Repository summary

The src/ folder contains the main script that replaces all function calls in a python with foo(), working on a dataset that resides under data/input, whose file paths are specified under src/paths.txt. For each file whose file path is contained in the paths.txt, the script will generate a side by side comparison between the original and the processed source file that are stored in data/output. It will also collect statistics on how many of the function calls are simple calls vs chained calls(like a.b.c() has one chained function call, or a.b.c().d() has two) vs print calls and save a plot in data/call_stats.png

There is also testing functionality in the test/ folder, which aims to cover various cases of function calls.

Instructions

Running python_analyzer

In src/ just run python python_analyzer.py

Testing the main functionality

In test/ just run python <test_script>.py (due to lack of time the tests for collecting statistics are in separata files). Feel free to peek at the test inputs and their expected outputs

Installing RedBaron

I'm not sure if the conda environment does anything, as when I installed redbaron I did so by downloading the repo as a zip, unpacking it and running python setup.py but it didn't seem to affect my conda environment at all (you will probaly have to run python setup.py as well, repo is at https://github.com/PyCQA/redbaron). Other than RedBaron I'm only using standard libraries.
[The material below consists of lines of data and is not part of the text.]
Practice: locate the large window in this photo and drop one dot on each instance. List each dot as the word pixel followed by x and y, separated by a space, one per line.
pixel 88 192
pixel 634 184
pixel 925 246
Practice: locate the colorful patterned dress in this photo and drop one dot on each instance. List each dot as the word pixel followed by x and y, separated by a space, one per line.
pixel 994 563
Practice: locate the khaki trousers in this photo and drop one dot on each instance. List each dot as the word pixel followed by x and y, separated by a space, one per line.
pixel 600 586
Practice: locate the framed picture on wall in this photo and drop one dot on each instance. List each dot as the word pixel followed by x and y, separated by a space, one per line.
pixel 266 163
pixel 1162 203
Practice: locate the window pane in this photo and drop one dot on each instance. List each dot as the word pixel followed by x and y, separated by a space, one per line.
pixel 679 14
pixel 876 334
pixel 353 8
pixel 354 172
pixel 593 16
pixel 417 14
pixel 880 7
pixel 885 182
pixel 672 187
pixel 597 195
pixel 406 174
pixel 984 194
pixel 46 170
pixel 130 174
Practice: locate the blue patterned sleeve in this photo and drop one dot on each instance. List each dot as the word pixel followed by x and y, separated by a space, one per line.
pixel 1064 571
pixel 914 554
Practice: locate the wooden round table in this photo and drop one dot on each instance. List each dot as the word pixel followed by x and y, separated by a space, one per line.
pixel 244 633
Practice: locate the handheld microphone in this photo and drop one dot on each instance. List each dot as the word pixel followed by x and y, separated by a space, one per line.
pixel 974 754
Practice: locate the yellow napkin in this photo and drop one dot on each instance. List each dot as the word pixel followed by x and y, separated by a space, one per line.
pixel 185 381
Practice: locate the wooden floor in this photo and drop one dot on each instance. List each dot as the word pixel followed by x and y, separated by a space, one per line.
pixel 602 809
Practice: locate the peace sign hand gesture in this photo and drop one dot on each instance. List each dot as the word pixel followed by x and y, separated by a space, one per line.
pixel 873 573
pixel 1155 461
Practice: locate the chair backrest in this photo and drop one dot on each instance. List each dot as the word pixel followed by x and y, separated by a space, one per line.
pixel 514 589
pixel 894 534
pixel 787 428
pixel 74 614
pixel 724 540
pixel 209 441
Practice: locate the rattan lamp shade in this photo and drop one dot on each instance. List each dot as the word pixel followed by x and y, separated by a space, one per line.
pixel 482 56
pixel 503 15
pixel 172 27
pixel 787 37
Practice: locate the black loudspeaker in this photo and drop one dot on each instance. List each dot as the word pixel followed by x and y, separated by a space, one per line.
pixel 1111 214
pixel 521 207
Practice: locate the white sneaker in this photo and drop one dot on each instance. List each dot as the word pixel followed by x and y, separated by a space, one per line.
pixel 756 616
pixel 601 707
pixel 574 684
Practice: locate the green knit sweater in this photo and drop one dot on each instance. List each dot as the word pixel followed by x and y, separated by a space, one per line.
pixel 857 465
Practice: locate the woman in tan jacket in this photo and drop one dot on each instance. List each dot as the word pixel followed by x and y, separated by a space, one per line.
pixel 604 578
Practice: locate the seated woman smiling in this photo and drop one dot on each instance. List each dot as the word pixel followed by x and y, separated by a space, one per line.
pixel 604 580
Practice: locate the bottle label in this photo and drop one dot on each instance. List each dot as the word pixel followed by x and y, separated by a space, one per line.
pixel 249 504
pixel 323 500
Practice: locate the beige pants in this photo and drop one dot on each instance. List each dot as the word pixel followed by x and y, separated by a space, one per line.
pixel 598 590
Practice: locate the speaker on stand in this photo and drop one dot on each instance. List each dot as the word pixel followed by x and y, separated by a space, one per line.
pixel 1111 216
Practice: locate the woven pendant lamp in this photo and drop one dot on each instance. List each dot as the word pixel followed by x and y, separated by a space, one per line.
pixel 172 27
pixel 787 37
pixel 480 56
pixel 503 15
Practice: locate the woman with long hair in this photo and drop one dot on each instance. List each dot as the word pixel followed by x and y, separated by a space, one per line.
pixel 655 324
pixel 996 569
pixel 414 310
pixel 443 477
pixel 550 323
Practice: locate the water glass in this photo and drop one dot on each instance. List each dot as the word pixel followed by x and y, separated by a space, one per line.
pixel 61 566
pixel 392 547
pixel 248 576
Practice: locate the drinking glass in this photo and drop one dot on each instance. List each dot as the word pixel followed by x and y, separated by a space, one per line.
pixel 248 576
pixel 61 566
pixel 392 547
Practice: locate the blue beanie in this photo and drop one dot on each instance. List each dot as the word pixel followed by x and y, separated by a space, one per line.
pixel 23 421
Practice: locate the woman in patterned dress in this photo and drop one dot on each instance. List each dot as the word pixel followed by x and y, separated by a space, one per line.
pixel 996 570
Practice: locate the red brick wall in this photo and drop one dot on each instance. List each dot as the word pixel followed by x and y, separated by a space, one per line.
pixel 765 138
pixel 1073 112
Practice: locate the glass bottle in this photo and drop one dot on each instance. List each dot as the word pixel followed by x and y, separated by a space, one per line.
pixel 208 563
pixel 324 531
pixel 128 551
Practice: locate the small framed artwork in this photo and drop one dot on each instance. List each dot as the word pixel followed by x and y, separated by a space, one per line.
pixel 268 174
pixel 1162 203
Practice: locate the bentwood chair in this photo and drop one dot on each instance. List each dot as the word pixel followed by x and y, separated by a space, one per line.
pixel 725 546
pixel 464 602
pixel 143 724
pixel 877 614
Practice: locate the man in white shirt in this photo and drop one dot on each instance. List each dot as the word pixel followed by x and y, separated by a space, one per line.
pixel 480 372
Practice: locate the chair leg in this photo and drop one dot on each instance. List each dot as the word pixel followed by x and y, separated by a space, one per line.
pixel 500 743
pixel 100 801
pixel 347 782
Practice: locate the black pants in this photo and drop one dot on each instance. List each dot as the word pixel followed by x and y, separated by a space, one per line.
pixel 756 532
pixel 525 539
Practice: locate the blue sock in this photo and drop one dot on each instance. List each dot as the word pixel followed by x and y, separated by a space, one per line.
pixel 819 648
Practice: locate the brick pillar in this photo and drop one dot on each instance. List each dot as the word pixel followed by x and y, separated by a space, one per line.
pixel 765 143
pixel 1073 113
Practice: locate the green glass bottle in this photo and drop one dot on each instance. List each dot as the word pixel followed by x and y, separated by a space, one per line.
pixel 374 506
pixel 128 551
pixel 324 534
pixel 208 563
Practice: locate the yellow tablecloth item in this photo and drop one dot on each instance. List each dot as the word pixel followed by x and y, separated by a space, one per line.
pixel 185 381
Python files RedBaron isn't able to parse:

../data/input/Azure/Azure-MachineLearning-ClientLibrary-Python/azureml/http.py
Untreated elements: '\ufeff# coding: utf-8\n\n#-----------------------  occuring at  ../data/input/Azure/azure-sdk-for-python/azure-mgmt/tests/test_mgmt_apps.py
Untreated elements: '\ufeff#------------------------------------------  occuring at  ../data/input/Azure/azure-sdk-for-python/azure-servicebus/tests/servicebus_settings_fake.py
Untreated elements: '\ufeff#------------------------------------------  occuring at  ../data/input/Azure/azure-storage-python/azure/storage/blob/_chunking.py
Untreated elements: '\ufeff#------------------------------------------  occuring at  ../data/input/Azure/azure-storage-python/azure/storage/table/_error.py
Untreated elements: '\ufeff#------------------------------------------  occuring at  ../data/input/Azure/azure-storage-python/tests/blob_performance.py
Error, got an unexpected token STRING here:

  13 
  14 libraryNotFound = False
  15 
  16 import sys, os, time
  17 try:
  18 	from defcon import Font
  19 except:
  20 	print "ERROR: This script requires defcon. It can be downloaded from https://github.com/typesupply/defcon"<---- here

The token STRING should be one of those: AMPER, AMPER_EQUAL, AND, AT, AT_EQUAL, CIRCUMFLEX, CIRCUMFLEX_EQUAL, COLON, COMMA, COMMENT, DEF, DOT, DOUBLE_SLASH, DOUBLE_SLASH_EQUAL, DOUBLE_STAR, DOUBLE_STAR_EQUAL, ENDL, EQUAL, EQUAL_EQUAL, FOR, GREATER, GREATER_EQUAL, IF, IN, IS, LEFT_PARENTHESIS, LEFT_SHIFT, LEFT_SHIFT_EQUAL, LEFT_SQUARE_BRACKET, LESS, LESS_EQUAL, MINUS, MINUS_EQUAL, NOT, NOT_EQUAL, OR, PERCENT, PERCENT_EQUAL, PLUS, PLUS_EQUAL, RIGHT_SHIFT, RIGHT_SHIFT_EQUAL, SEMICOLON, SLASH, SLASH_EQUAL, SPACE, STAR, STAR_EQUAL, VBAR, VBAR_EQUAL, WITH

Baron has failed to parse this input. If this is valid python code (and by that I mean that the python binary successfully parse this code without any syntax error) (also consider that python does not yet parse python 3 code integrally) it would be kind if you can extract a snippet of your code that make Baron fails and open a bug here: https://github.com/PyCQA/baron/issues

Sorry for the inconvenience.  occuring at  ../data/input/adobe-type-tools/python-scripts/generateAllMarkFiles.py

Original specification is detailed below

python-analyze

This repository will eventually contain source code to analyze short Python programs.

Task 1

Create a small repository (~1000 codes) of Python programs attempting student submissions.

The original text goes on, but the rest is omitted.